Die wirksame Bekanntgabe eines Verwaltungsaktes und damit auch die einer Einspruchsentscheidung setzt die (passive) Handlungsfähigkeit des Empfängers voraus1.

Fähig zur Vornahme von Verfahrenshandlungen sind nach § 79 Abs. 1 Nr. 3 AO bei juristischen Personen ihre gesetzlichen Vertreter. Bei Gesellschaften mit beschränkter Haftung -wie im hier entschiedenen Streitfall- ist dies (vgl. § 35 Abs. 1 GmbHG) ihr Geschäftsführer. Die gesetzlichen Vertreter werden dadurch nicht selbst zu Beteiligten, müssen aber selbst handlungsfähig und damit geschäftsfähig sein2. Die Handlungsfähigkeit des Geschäftsführers einer GmbH setzt somit dessen Geschäftsfähigkeit nach bürgerlichem Recht voraus.
Geschäftsunfähig ist nach § 104 Nr. 2 BGB, wer sich in einem die freie Willensbestimmung ausschließenden Zustand krankhafter Störung der Geistestätigkeit befindet, sofern nicht der Zustand seiner Natur nach ein vorübergehender ist.
Ein Ausschluss der freien Willensbestimmung liegt vor, wenn jemand nicht imstande ist, seinen Willen frei und unbeeinflusst von einer vorliegenden Geistesstörung zu bilden und nach zutreffend gewonnenen Einsichten zu handeln3.

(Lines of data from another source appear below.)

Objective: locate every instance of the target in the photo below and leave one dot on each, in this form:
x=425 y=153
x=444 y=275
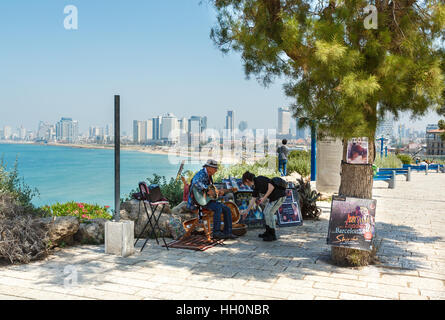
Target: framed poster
x=352 y=223
x=255 y=217
x=289 y=214
x=358 y=151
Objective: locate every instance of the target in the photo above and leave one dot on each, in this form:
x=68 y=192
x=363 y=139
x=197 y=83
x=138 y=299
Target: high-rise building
x=183 y=125
x=230 y=121
x=242 y=125
x=385 y=127
x=7 y=132
x=169 y=127
x=157 y=128
x=67 y=130
x=43 y=132
x=283 y=121
x=142 y=131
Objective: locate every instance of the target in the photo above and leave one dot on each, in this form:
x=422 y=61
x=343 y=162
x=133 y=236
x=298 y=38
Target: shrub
x=83 y=211
x=11 y=183
x=299 y=161
x=172 y=190
x=21 y=239
x=405 y=158
x=265 y=167
x=308 y=200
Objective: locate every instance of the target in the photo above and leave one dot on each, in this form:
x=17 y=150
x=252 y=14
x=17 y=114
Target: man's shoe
x=263 y=235
x=231 y=236
x=271 y=236
x=218 y=236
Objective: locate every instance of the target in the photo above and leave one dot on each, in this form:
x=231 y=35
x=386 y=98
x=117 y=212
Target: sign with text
x=352 y=223
x=289 y=214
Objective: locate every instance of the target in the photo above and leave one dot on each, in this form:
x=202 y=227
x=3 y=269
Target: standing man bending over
x=276 y=196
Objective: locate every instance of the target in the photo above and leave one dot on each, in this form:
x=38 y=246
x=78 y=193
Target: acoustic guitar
x=204 y=197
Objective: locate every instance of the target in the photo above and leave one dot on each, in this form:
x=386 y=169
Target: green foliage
x=405 y=158
x=441 y=125
x=299 y=161
x=172 y=190
x=391 y=161
x=83 y=211
x=11 y=183
x=340 y=74
x=308 y=200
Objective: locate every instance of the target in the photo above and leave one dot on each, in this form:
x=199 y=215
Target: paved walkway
x=410 y=220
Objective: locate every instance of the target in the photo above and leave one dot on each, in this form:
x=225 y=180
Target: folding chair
x=153 y=206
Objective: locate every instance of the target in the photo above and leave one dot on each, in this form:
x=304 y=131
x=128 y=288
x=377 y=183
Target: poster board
x=357 y=151
x=289 y=214
x=255 y=217
x=352 y=223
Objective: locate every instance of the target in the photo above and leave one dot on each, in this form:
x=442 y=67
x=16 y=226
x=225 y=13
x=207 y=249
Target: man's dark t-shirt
x=261 y=185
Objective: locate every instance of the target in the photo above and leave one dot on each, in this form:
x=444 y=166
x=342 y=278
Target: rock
x=91 y=232
x=60 y=229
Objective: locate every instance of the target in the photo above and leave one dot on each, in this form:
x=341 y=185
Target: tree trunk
x=357 y=182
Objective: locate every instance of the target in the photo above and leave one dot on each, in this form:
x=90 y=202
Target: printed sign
x=358 y=151
x=352 y=223
x=289 y=214
x=255 y=217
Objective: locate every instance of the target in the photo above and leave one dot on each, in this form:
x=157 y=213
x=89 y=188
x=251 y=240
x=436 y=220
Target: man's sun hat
x=211 y=163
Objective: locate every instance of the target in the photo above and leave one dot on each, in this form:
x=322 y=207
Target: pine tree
x=342 y=74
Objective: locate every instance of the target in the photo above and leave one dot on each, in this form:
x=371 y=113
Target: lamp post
x=313 y=151
x=117 y=159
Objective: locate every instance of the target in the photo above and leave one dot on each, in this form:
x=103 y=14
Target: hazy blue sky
x=156 y=54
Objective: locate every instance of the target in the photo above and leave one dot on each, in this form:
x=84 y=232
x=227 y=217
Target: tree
x=341 y=74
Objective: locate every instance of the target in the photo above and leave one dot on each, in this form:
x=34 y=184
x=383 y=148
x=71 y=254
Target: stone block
x=119 y=238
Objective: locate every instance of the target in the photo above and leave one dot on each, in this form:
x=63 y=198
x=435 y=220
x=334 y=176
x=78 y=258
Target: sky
x=157 y=55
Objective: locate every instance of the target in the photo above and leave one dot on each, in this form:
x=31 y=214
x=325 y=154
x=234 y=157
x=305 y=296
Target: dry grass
x=21 y=238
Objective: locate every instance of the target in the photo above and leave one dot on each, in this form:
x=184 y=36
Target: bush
x=83 y=211
x=405 y=158
x=15 y=187
x=308 y=200
x=391 y=161
x=172 y=190
x=21 y=239
x=299 y=161
x=265 y=167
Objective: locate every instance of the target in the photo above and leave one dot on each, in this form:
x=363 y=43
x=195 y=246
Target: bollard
x=392 y=182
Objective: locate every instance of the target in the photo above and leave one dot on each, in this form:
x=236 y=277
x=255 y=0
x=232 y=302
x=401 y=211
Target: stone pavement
x=410 y=220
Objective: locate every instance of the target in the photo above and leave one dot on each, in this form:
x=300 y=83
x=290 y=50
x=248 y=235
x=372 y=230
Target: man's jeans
x=218 y=209
x=270 y=209
x=282 y=164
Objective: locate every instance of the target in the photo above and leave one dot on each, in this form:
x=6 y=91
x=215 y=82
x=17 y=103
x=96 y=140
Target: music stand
x=153 y=207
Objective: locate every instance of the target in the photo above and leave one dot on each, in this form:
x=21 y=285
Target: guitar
x=212 y=193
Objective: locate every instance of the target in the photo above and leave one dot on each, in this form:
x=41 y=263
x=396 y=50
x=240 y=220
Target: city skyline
x=76 y=73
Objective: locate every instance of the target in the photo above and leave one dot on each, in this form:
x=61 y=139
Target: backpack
x=279 y=183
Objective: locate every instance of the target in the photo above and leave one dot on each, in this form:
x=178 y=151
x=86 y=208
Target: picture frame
x=289 y=214
x=358 y=152
x=352 y=223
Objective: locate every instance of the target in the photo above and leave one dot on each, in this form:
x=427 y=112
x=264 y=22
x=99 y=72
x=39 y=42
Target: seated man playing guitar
x=203 y=192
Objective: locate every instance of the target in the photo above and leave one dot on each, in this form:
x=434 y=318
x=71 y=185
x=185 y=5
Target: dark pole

Abzustellen ist dabei darauf, ob eine freie Entscheidung nach Abwägung des Für und Wider bei sachlicher Prüfung der in Betracht kommenden Gesichtspunkte möglich ist oder ob umgekehrt von einer freien Willensbildung nicht mehr gesprochen werden kann, etwa weil infolge der Geistesstörung Einflüsse dritter Personen den Willen übermäßig beherrschen4.
Ein Ausschluss der freien Willensbildung ist nur dann substantiiert dargelegt, wenn das Gericht auf der Grundlage des Klägervorbringens zu dem Ergebnis kommen muss, die Voraussetzungen des § 104 Nr. 2 BGB lägen vor.
Im hier entschiedenen Fall hatte der Bundesfinanzhof keine Zweifel an der Geschäftsfähigkeit des GmbH-Geschäftsführers: Der Vortrag der GmbH beschränkt sich auf pauschale Behauptungen zum Krankheitsbild einer schweren Depression sowie zu deren denkbaren Folgen. Insoweit fehlt es insbesondere am Vortrag von Tatsachen, aus denen sich ergibt, dass die Depression des Geschäftsführers einen Zustand erreichte, der seine freie Willensbildung beeinträchtigte. Aus der allgemeinen Beschreibung von den mit einer Depression einhergehenden Symptomen folgt nicht, dass der Geschäftsführer dauerhaft und durchgängig einen freien Willen nicht hätte bilden können. Dies gilt umso mehr, als Depressionen bekanntermaßen in vielfältigen und völlig unterschiedlich ausgeprägten Formen vorkommen und depressive Erkrankungen regelmäßig Schwankungen unterliegen. Dass Geschäftsführer dauerhaft oder zumindest für einen längeren Zeitraum nicht mehr in der Lage war, Alltagstätigkeiten auszuführen, ergibt sich aus diesem Vortrag nicht.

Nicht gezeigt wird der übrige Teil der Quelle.